La sienne, de peau, est parcourue de tâches de rousseur qu'elle arbore comme une constellation. Une ode à l'amour de soi qui tend déjà à décomplexer lecteurs et lectrices. Sus aux épidermes photoshopés ! C'est toujours le naturel qui l'emporte ici.Sur Insta, Odile Gautreau salue "toutes celles qui luttent pour être libres de se présenter au monde comme elles le souhaitent. Sans filtres".
C'est aussi pour cela que cette artiste de mère ivoirienne ne cache pas ses cheveux crépus et afros. Mais le sans filtre n'est pas si évident dans la sphère mode. D'autant plus en France.
Interrogée par l'Obs, la blogueuse mode Stéphanie Zwicky voit d'un oeil enthousiaste les shooting et défilés de cette mannequin grande taille. Mais le déplore : "Les créateurs français sont plus frileux qu'ailleurs parce qu'ils rechignent à bousculer le cliché de la femme française, parisienne, mince. C'est pour ça qu'on accuse un retard sur ce qui se fait aux États-Unis".

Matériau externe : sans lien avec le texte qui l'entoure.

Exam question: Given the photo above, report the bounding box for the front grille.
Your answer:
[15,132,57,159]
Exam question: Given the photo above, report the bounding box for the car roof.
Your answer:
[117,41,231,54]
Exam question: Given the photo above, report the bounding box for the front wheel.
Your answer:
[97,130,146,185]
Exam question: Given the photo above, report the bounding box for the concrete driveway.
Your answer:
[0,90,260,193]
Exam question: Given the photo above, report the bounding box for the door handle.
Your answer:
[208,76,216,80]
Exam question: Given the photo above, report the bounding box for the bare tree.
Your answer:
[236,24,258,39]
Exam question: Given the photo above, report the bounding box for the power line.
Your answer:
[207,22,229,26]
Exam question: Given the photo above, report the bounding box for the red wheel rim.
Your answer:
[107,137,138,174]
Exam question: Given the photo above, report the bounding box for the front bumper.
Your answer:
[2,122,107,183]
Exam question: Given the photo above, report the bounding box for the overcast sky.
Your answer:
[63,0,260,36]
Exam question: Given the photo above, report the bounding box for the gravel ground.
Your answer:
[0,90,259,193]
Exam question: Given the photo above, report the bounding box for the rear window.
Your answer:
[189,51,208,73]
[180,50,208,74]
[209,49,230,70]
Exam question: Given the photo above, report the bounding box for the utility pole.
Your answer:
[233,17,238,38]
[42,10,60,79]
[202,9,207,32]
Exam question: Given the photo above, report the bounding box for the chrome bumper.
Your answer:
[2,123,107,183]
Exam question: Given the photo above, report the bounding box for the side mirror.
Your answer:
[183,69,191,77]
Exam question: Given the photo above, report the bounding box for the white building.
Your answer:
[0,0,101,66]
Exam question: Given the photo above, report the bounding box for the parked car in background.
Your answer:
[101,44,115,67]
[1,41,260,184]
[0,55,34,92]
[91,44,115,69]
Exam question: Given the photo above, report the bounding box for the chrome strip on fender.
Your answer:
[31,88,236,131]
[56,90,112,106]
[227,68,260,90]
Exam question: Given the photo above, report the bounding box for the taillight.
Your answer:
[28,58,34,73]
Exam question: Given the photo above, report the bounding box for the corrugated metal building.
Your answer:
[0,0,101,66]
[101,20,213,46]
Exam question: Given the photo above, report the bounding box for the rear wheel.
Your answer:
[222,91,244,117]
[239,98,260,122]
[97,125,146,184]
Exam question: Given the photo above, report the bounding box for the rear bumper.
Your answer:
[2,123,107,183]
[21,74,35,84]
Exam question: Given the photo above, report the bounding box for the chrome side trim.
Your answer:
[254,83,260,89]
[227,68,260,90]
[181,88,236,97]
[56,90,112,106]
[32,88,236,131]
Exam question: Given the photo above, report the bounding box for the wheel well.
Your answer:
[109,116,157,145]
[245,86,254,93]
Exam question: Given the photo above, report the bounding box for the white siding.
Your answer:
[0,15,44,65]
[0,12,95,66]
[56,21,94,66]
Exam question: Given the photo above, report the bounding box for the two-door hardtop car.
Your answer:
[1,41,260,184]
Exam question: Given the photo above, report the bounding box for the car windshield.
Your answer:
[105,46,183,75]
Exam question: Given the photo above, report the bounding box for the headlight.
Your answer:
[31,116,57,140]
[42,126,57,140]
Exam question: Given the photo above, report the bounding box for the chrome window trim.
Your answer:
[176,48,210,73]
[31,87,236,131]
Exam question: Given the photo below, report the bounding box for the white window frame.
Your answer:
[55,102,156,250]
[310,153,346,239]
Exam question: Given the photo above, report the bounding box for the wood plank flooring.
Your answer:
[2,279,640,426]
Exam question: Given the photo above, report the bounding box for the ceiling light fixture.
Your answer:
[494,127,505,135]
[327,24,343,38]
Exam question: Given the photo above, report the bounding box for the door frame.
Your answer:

Odile Gautreau, pas assez "parisienne" ? Pas de quoi blesser la principale concernée, bien au contraire. Lutter contre ces conventions culturelles qui n'ont peut être que trop fait leur temps est justement l'un de ses combats intimes et artistiques, qu'elle pose pour Gucci ou s'adresse à ses milliers de followers. "Inhaler l'avenir, expirer le passé", prescrivait-elle encore récemment, comme un slogan politique. A bon entendeur.
Et son discours a de plus en plus de résonance. La preuve ? Le 8 mars dernier, à l'occasion de la Journée internationale des droits des femmes, le magazine Marie Claire lui dédiait l'une de ses Unes, aux côtés de l'actrice Aïssa Maïga, de l'autrice Annie Ernaux ou encore de la chanteuse Lous and the Yakuza. Une belle consécration.
A l'instar de ces dernières, la vingtenaire est une femme engagée, et qui ne s'en cache pas.
Dans les pages du magazine, la mannequin donne le ton et cite ses role models, comme l'icône de la lutte pour les droits civiques Angela Davies. "Ses combats contre le racisme et le sexisme m'ont beaucoup aidée dans la construction de mon identité en tant que femme racisée", commente la militante body positive.
Par-delà ces clins d'oeil, la parole d'Odile Gautreau éclaircit bien des tabous. Parmi ces thématiques touchy, la santé mentale des jeunes femmes et par-là même, des mannequins. "Je pense constamment à mon apparence, pour ne pas me prendre de remarques. Dans la foule, si une personne me regarde, est-ce que c'est parce que j'ai quelque chose de bizarre sur moi ? Ce rapport au regard crée encore du stress. La clé, c'est de surmonter le regard de l'autre", témoigne-t-elle. Avant de l'avouer : "C'est trop destructeur de n'être qu'un corps".
Un discours particulièrement déconstruit. S'il se fait encore trop rare sur la scène de la mode frenchie, il rappelle davantage les prises de position des mannequins les plus inspirantes outre-Manche ou Atlantique, d'Ashley Graham à Charli Howard en passant par Cara Delevingne. Des modèles qui n'hésitent pas à montrer leur cellulite, évoquer leurs troubles de l'alimentation, parler de sujets comme la dysmorphie corporelle.... Et plus encore dénoncer les travers d'un système, celui de la mode qui, en normalisant, brutalise volontiers.
C'est dire si les mots de cette autoproclamée "queen" importent tant.